New Norfolk is a Tasmanian inland town which sells itself as the Capital of the Derwent Valley. The undulating countryside around and the more majestic peaks in the distance make this town one of the most beautifully set in the region. The town’s social and cultural history is rich and the architectural remnants are everywhere to be seen.
The website at http://www.newnorfolk.org/ contains much interesting information and I particularly like one of the image pages where an early photo of a building or location sits next to a more recent photo in the same spot. From this website you learn that ‘New Norfolk was the third planned settlement to be undertaken in Tasmania, after Hobart and Launceston.’
On the history page, you will learn about the connection between the Norfolk Island penal colony and the settlement of New Norfolk.
‘New Norfolk was at first known as “The Hills” because of its setting among hills, valleys and gentle streams. In 1811 Governor Macquarie came to visit Van Diemen’s Land. He mapped out a town site and named the town “Elizabeth Town” (after his wife) in the District of New Norfolk. The name did not catch on although it was used on and off from 1811 to 1825, but the local settlers, wanting to preserve a link with their old island home, won the day and the town was officially known as “New” Norfolk. The stream called the Thames by the locals, was renamed the “Lachlan” (pronounced Locklon) by Governor Macquarie (in honour of his son). However, although it retains the name to this very day, it is pronounced as “Lacklan” by the locals, much to the confusion of newcomers.’
I strongly recommend this site for its extensive information and superb historical photographs, drawings and reproductions of lithographs.

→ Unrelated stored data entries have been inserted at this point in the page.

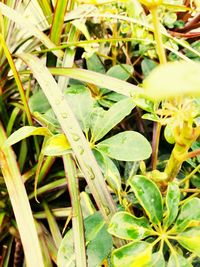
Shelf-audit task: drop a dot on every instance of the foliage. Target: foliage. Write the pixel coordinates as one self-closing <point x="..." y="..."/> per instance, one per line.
<point x="99" y="133"/>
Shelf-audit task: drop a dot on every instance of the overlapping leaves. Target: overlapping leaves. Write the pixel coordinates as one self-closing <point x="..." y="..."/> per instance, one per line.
<point x="180" y="224"/>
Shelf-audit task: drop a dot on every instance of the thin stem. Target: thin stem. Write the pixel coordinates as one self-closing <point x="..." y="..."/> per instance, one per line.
<point x="155" y="143"/>
<point x="162" y="58"/>
<point x="77" y="219"/>
<point x="192" y="154"/>
<point x="190" y="175"/>
<point x="158" y="36"/>
<point x="190" y="197"/>
<point x="190" y="190"/>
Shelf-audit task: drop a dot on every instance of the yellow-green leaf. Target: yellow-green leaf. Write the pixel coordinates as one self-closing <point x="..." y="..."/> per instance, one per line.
<point x="172" y="202"/>
<point x="127" y="226"/>
<point x="57" y="145"/>
<point x="173" y="79"/>
<point x="190" y="213"/>
<point x="177" y="260"/>
<point x="190" y="239"/>
<point x="126" y="146"/>
<point x="25" y="132"/>
<point x="149" y="197"/>
<point x="132" y="255"/>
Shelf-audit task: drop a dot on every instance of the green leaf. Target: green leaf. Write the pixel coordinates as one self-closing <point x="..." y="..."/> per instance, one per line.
<point x="98" y="79"/>
<point x="56" y="145"/>
<point x="147" y="66"/>
<point x="38" y="102"/>
<point x="81" y="103"/>
<point x="177" y="260"/>
<point x="172" y="202"/>
<point x="122" y="72"/>
<point x="126" y="146"/>
<point x="99" y="241"/>
<point x="132" y="255"/>
<point x="173" y="79"/>
<point x="149" y="197"/>
<point x="190" y="213"/>
<point x="111" y="118"/>
<point x="94" y="63"/>
<point x="158" y="260"/>
<point x="169" y="135"/>
<point x="127" y="226"/>
<point x="25" y="132"/>
<point x="109" y="169"/>
<point x="66" y="256"/>
<point x="190" y="239"/>
<point x="26" y="24"/>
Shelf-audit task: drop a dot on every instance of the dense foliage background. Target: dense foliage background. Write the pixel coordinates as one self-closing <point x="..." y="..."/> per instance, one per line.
<point x="99" y="133"/>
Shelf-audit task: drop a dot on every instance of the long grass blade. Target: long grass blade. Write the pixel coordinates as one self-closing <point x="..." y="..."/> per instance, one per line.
<point x="77" y="219"/>
<point x="29" y="27"/>
<point x="20" y="204"/>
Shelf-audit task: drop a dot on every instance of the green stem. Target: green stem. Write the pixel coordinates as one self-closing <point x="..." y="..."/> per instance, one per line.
<point x="158" y="36"/>
<point x="155" y="144"/>
<point x="162" y="58"/>
<point x="185" y="137"/>
<point x="77" y="219"/>
<point x="190" y="175"/>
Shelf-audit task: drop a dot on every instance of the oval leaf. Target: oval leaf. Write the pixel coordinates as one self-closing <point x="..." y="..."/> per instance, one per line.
<point x="126" y="146"/>
<point x="81" y="103"/>
<point x="25" y="132"/>
<point x="177" y="260"/>
<point x="190" y="239"/>
<point x="190" y="213"/>
<point x="66" y="255"/>
<point x="56" y="145"/>
<point x="110" y="171"/>
<point x="173" y="79"/>
<point x="111" y="118"/>
<point x="149" y="197"/>
<point x="99" y="241"/>
<point x="132" y="255"/>
<point x="172" y="202"/>
<point x="122" y="71"/>
<point x="129" y="227"/>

A second site at http://www.discovertasmania.com.au/about/regions-of-tasmania/hobart-and-south/new-norfolk offers additional information and recommendations for things to look for. when visiting the area. In particular, a convict Betty King/Mrs Elizabeth Thackeray was mentioned as being the first European woman to step onto Australian soil. You can read more about her at http://monumentaustralia.org.au/themes/people/settlement/display/70623-betty-king and it seems she was buried in a Methodist Church cemetery on Back River Road in New Norfolk (as per the map below). Unfortunately my Stage 15 of the walk, when the weather begins to warm next Spring, will not deviate from the Derwent River to look at this – but if you are visiting, maybe the site will be worth a look.
My favourite time of the year to visit New Norfolk is autumn when the leaves turn red and gold so that the town almost seems to be on fire in places. Quite wonderful. Notwithstanding this, the other seasons of the year offer their own special characteristics, making the town always interesting to visit. And when the weather fails, you can immerse yourself in the many antique shops.